Digital video has enabled stories like Chemman Chaalai (The Gravel Road), Mei Li De Xi Yi Ji (The Beautiful Washing Machine), Mu (Sanctuary) and Gedebe (Thug) to be told. This sort of linguistic plurality, otherwise trumpeted in our tourism ads, has caused some self-appointed defenders of National Film Culture to start squealing like stuck pigs, if you can forgive the non-halal simile. "This isn’t the sort of image we want to show to outsiders!" they thunder. Well, tough. The ease and availability of video has moved beyond the realm of the technological to the epistemological. "Permission to narrate" was a phrase of Edward Said’s, but that restrictive need has been blitzed in the neat blur of binary codes,
The Iranian filmmaker Samira Makhmalbaf likens the availability of digital cameras to the onset of cheap ballpoint pens. Great literature can now be written by anyone, but the number of great new books remains small. It’s the same with films. Most DV quickies will be gone with the wind of the next big fad, but that also is fine because ephemerality carries its own pathos and beauty.

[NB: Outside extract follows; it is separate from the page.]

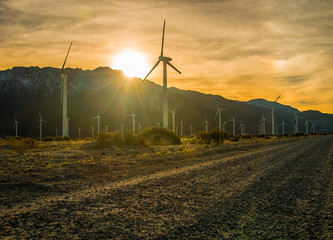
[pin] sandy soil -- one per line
(273, 190)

Almost all my movies have been made with digital video. I am a bricoleur; I make do with what I have. Sometimes shortcuts imposed by limitations create a feel that’s more urgent and somehow transcendent. Working with a narrower range can create wonders if the soul’s in the right place; this is why Edith Piaf is a better singer than Mariah. B-movies, made on the cheap and the fly, are more imperishably entertaining than the glossy blockbusters of their time. This somehow relates to the motto I adopted at the time: "Other people can do it better, but I can do it cheaper."
Using video to 'look like film' is a goal of many upstarts but I’ve always preferred to use its inherent mobility and unassuming sneakiness for an aesthetic that’s different from celluloid. Embedded with an Indonesian film crew during their elections 2 years ago, I shot over 80 video tapes which were edited into The Year of Living Vicariously (2005). I was similarly generous when shooting Lelaki Komunis Terakhir (2006), a semi-musical documentary inspired by the life of the communist leader Chin Peng. (On 18 May the latter becomes the first local documentary to get a commercial release in Malaysia. So even if a hundred people see it, it will still become the highest-grossing Malaysian documentary ever, so there!)
Having said all that, I am also this year co-directing a film on good old 35mm Kodak film. I am co-directing because the budget is so big (by my standards) that if Susuk flops I can always share the blame. For the first time phrases like "check the gate" and "how many feet do we have left in this mag?" are bandied around me. An actor’s flubbed line will now cost a few hundred RM in film stock and processing. Even so, non-linear editing is now digital and can solve a few problems. When the bomba failed to materialise during a scene of pathetic fallacy, we decided to just CGI in the raindrops.
The bottom line when it comes to filmmaking or any kind of creative endeavour was articulated by the screenwriter William Goldman: "Nobody knows anything." That is a source of anxiety to investors but a source of excitement for the rest of us, I think that Malaysian cinema is the most exciting in the world simply because there are so many stories we have not yet told, All these electronic manufacturers competing for your moolah creates an atmosphere of enlightened self-interest, if you will only permit yourself to narrate. The very last quote of this article (I promise) comes from Hermann Hesse: "Poor is the man whose pleasures depend on the permission of another."